In this context, the deputy governor has referred to two structural challenges that banking already faced before the pandemic, such as the concepts of profitability/efficiency, digitization and competition from new actors, and the challenges of transforming the economic model towards one more sustainable.
“The degree to which the banking business is evolving is so fast that it is currently considered one of the biggest challenges facing the sector. To be properly positioned, it is necessary for the heads of the entities to be fully aware of this fact and are knowledgeable about the matter in order to avoid fear of the unknown, which would lead to avoiding innovations and would leave entities in a vulnerable situation before the rest of the sector”, he pointed out.
Regarding the transformation towards more sustainable models, Delgado highlighted the role of the financial sector as a channeler of resources in said process, which is already assuming “a transformation in risk management, in which sustainability factors already enter as a element to take into account.
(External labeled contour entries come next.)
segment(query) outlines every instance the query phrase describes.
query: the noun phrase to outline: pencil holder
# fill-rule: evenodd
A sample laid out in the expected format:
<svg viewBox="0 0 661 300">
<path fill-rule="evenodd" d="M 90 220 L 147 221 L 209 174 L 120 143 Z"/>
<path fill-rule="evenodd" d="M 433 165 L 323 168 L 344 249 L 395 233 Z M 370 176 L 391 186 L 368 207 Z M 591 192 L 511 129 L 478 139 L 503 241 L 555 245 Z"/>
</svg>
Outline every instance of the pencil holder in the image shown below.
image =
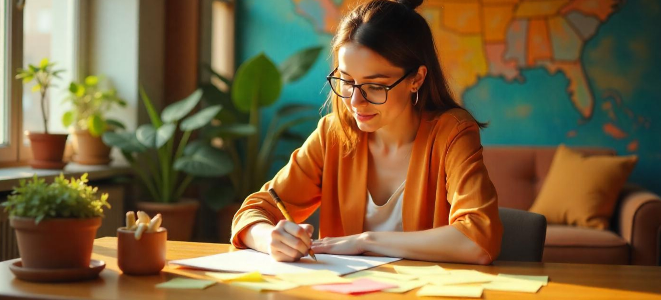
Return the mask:
<svg viewBox="0 0 661 300">
<path fill-rule="evenodd" d="M 165 241 L 167 230 L 159 227 L 155 232 L 144 232 L 136 239 L 136 231 L 126 227 L 117 229 L 117 264 L 129 275 L 155 275 L 165 266 Z"/>
</svg>

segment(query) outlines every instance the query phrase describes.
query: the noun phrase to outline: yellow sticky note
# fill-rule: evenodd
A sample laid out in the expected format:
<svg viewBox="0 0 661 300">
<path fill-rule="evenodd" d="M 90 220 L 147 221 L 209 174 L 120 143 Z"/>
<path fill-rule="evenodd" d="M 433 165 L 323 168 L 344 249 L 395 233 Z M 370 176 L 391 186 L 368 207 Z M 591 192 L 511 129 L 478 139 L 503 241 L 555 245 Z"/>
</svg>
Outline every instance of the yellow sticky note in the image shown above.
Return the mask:
<svg viewBox="0 0 661 300">
<path fill-rule="evenodd" d="M 250 273 L 221 273 L 208 272 L 205 275 L 223 282 L 260 282 L 262 274 L 258 272 Z"/>
<path fill-rule="evenodd" d="M 484 289 L 479 286 L 425 285 L 416 293 L 416 295 L 479 298 L 483 291 Z"/>
<path fill-rule="evenodd" d="M 494 275 L 474 270 L 453 270 L 446 275 L 433 275 L 420 277 L 420 280 L 436 285 L 455 284 L 484 284 L 496 279 Z"/>
<path fill-rule="evenodd" d="M 508 278 L 521 279 L 524 280 L 531 280 L 541 282 L 542 285 L 546 286 L 549 284 L 549 276 L 533 276 L 530 275 L 514 275 L 514 274 L 498 274 L 498 277 L 506 277 Z"/>
<path fill-rule="evenodd" d="M 288 289 L 295 289 L 299 287 L 297 284 L 292 284 L 291 282 L 268 278 L 264 278 L 264 280 L 261 282 L 233 282 L 229 284 L 257 291 L 286 291 Z"/>
<path fill-rule="evenodd" d="M 371 271 L 369 270 L 357 272 L 344 276 L 345 278 L 361 278 L 364 277 L 368 277 L 370 279 L 385 278 L 401 281 L 409 281 L 418 279 L 418 276 L 414 275 L 391 273 L 389 272 Z"/>
<path fill-rule="evenodd" d="M 342 278 L 334 272 L 323 270 L 306 272 L 304 273 L 291 273 L 278 274 L 276 277 L 299 285 L 316 285 L 319 284 L 348 284 L 349 278 Z"/>
<path fill-rule="evenodd" d="M 485 289 L 502 291 L 518 291 L 521 293 L 537 293 L 541 287 L 541 282 L 534 282 L 529 280 L 514 280 L 511 281 L 496 281 L 484 284 L 482 287 Z"/>
<path fill-rule="evenodd" d="M 204 289 L 215 284 L 215 282 L 213 280 L 177 278 L 157 284 L 156 287 L 159 289 Z"/>
<path fill-rule="evenodd" d="M 424 275 L 446 274 L 448 272 L 438 265 L 426 266 L 395 266 L 395 270 L 401 274 L 422 276 Z"/>
</svg>

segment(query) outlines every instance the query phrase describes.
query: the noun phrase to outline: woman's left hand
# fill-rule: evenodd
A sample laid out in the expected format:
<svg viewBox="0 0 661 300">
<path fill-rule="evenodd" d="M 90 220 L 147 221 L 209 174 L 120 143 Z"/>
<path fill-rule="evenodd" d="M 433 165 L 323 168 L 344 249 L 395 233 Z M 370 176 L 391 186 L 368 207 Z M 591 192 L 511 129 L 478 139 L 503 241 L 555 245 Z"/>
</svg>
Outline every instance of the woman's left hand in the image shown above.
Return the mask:
<svg viewBox="0 0 661 300">
<path fill-rule="evenodd" d="M 365 253 L 366 233 L 340 237 L 324 237 L 312 241 L 315 253 L 358 255 Z"/>
</svg>

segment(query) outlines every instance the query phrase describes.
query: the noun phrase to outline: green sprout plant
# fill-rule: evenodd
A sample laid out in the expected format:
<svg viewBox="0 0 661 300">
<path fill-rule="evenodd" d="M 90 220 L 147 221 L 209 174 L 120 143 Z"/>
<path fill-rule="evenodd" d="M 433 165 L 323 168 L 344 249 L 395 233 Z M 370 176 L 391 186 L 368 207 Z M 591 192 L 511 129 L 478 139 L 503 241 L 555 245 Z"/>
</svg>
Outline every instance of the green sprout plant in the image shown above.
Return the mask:
<svg viewBox="0 0 661 300">
<path fill-rule="evenodd" d="M 53 78 L 60 78 L 59 74 L 64 72 L 64 70 L 54 69 L 54 65 L 55 63 L 50 63 L 48 59 L 44 58 L 39 63 L 38 67 L 28 64 L 28 69 L 19 69 L 16 75 L 16 78 L 22 80 L 23 84 L 36 81 L 32 86 L 32 92 L 39 92 L 41 96 L 42 119 L 44 121 L 44 132 L 46 134 L 48 133 L 48 114 L 46 109 L 46 94 L 52 86 Z"/>
<path fill-rule="evenodd" d="M 69 96 L 64 102 L 71 104 L 71 109 L 62 115 L 65 127 L 73 126 L 75 129 L 87 130 L 93 136 L 100 136 L 106 131 L 124 129 L 119 121 L 107 119 L 105 114 L 117 105 L 126 107 L 126 102 L 117 96 L 113 89 L 102 89 L 99 78 L 88 76 L 82 83 L 72 82 L 69 85 Z"/>
</svg>

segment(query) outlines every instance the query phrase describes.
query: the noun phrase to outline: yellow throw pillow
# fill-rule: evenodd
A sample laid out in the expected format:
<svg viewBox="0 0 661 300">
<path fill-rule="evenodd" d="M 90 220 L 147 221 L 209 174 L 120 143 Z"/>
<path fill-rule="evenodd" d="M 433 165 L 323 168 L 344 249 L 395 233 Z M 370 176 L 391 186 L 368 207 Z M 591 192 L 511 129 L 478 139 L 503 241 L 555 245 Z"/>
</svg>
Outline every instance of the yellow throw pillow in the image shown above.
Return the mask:
<svg viewBox="0 0 661 300">
<path fill-rule="evenodd" d="M 608 228 L 638 156 L 586 156 L 561 144 L 530 211 L 549 224 Z"/>
</svg>

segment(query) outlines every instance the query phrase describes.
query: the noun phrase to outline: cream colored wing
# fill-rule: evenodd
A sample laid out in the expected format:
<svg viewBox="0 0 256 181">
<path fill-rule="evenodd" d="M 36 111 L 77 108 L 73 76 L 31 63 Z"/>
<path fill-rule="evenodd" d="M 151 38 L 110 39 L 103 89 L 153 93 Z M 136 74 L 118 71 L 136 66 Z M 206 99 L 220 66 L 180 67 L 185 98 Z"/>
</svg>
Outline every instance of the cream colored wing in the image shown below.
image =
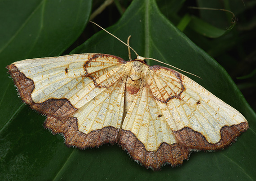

“An adequate analysis of how physical and transition risks influence the risk profile of entities is essential to carry out correct climate risk management. To do this, obtaining quality data, with sufficient historical depth and based on clear and homogeneous definitions at the international level is key. This is a global risk that must be addressed in a coordinated manner at the international level,” he warned.
Finally, the deputy governor of the Bank of Spain concluded by congratulating ING on its new corporate headquarters, which is “an example of the entity’s commitment to modernity and sustainability; two essential elements for success today”.